Re: [PATCH] KVM: s390: pci: Hook to access KVM lowlevel from VFIO
From: Matthew Rosato
Date: Thu Aug 18 2022 - 11:14:36 EST
On 8/18/22 10:20 AM, Niklas Schnelle wrote:
> On Thu, 2022-08-18 at 09:33 -0400, Matthew Rosato wrote:
>> On 8/18/22 6:23 AM, Pierre Morel wrote:
>>> We have a cross dependency between KVM and VFIO.
>>
>> maybe add something like 'when using s390 vfio_pci_zdev extensions for PCI passthrough'
>>
>>> To be able to keep both subsystem modular we add a registering
>>> hook inside the S390 core code.
>>>
>>> This fixes a build problem when VFIO is built-in and KVM is built
>>> as a module or excluded.
>>
>> s/or excluded//
>>
>> There's no problem when KVM is excluded, that forces CONFIG_VFIO_PCI_ZDEV_KVM=n because of the 'depends on S390 && KVM'.
>>
>>> Reported-by: Randy Dunlap <rdunlap@xxxxxxxxxxxxx>
>>> Reported-by: kernel test robot <lkp@xxxxxxxxx>
>>> Signed-off-by: Pierre Morel <pmorel@xxxxxxxxxxxxx>
>>> Fixes: 09340b2fca007 ("KVM: s390: pci: add routines to start/stop inter..")
>>> Cc: <stable@xxxxxxxxxxxxxxx>
>>> ---
>>> arch/s390/include/asm/kvm_host.h | 17 ++++++-----------
>>> arch/s390/kvm/pci.c | 10 ++++++----
>>> arch/s390/pci/Makefile | 2 ++
>>> arch/s390/pci/pci_kvm_hook.c | 11 +++++++++++
>>> drivers/vfio/pci/vfio_pci_zdev.c | 8 ++++++--
>>> 5 files changed, 31 insertions(+), 17 deletions(-)

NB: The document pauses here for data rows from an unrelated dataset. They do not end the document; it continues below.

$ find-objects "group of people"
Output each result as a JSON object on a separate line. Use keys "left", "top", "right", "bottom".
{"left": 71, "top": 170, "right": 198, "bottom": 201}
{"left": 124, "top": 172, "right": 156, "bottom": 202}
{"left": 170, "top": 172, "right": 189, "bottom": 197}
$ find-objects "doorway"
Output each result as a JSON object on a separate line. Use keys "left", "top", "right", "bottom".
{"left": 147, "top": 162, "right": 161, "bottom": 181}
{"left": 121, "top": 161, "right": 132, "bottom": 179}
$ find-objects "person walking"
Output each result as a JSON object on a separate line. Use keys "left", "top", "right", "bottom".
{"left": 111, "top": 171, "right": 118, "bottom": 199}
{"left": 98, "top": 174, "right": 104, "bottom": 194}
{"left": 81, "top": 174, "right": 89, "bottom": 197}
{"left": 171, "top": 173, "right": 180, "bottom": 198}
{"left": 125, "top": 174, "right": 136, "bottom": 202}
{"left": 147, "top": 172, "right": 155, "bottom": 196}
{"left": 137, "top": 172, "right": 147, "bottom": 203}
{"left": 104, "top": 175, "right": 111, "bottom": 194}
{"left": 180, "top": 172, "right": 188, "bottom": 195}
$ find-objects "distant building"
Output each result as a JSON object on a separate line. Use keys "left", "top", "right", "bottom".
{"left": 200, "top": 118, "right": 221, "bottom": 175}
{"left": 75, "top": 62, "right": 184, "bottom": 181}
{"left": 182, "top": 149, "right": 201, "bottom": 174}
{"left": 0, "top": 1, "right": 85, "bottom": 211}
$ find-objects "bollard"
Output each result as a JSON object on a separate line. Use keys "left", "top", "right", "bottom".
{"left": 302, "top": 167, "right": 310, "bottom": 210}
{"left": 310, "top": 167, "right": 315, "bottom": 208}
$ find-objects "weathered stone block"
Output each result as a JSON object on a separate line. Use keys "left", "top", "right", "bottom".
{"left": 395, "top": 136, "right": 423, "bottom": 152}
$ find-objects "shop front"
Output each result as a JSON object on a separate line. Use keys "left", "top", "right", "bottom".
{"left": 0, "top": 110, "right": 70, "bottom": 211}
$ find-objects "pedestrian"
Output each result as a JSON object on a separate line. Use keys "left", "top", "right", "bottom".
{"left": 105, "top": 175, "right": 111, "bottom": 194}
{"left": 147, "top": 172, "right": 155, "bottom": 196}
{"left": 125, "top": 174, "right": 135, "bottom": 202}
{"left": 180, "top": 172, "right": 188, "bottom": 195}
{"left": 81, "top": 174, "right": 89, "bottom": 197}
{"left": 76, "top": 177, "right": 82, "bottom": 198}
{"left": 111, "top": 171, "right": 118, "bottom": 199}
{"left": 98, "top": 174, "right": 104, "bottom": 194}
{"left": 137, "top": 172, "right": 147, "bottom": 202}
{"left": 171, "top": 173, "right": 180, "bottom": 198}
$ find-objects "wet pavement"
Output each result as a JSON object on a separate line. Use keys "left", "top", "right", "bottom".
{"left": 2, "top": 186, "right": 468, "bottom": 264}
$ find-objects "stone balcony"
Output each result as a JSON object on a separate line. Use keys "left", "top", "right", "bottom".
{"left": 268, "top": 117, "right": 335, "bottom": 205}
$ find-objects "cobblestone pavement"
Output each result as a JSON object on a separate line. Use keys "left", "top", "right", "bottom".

>>> create mode 100644 arch/s390/pci/pci_kvm_hook.c
>>>
>>> diff --git a/arch/s390/include/asm/kvm_host.h b/arch/s390/include/asm/kvm_host.h
>>> index f39092e0ceaa..8312ed9d1937 100644
>>> --- a/arch/s390/include/asm/kvm_host.h
>>> +++ b/arch/s390/include/asm/kvm_host.h
>
> I added Janosch as second S390 KVM maintainer in case he wants to chime
> in.
>
>>> @@ -1038,16 +1038,11 @@ static inline void kvm_arch_vcpu_unblocking(struct kvm_vcpu *vcpu) {}
>>> #define __KVM_HAVE_ARCH_VM_FREE
>>> void kvm_arch_free_vm(struct kvm *kvm);
>>>
>>> -#ifdef CONFIG_VFIO_PCI_ZDEV_KVM
>>> -int kvm_s390_pci_register_kvm(struct zpci_dev *zdev, struct kvm *kvm);
>>> -void kvm_s390_pci_unregister_kvm(struct zpci_dev *zdev);
>>> -#else
>>> -static inline int kvm_s390_pci_register_kvm(struct zpci_dev *dev,
>>> - struct kvm *kvm)
>>> -{
>>> - return -EPERM;
>>> -}
>>> -static inline void kvm_s390_pci_unregister_kvm(struct zpci_dev *dev) {}
>>> -#endif
>>> +struct kvm_register_hook {
>>
>> Nit: zpci_kvm_register_hook ? Just to make it clear it's for zpci.
>
> Hmm, I guess one could re-use the same struct for another such KVM
> dependency but I lean towards the same thinking as Matt, for now this
> is for zpci so stay specific we can always generalize later.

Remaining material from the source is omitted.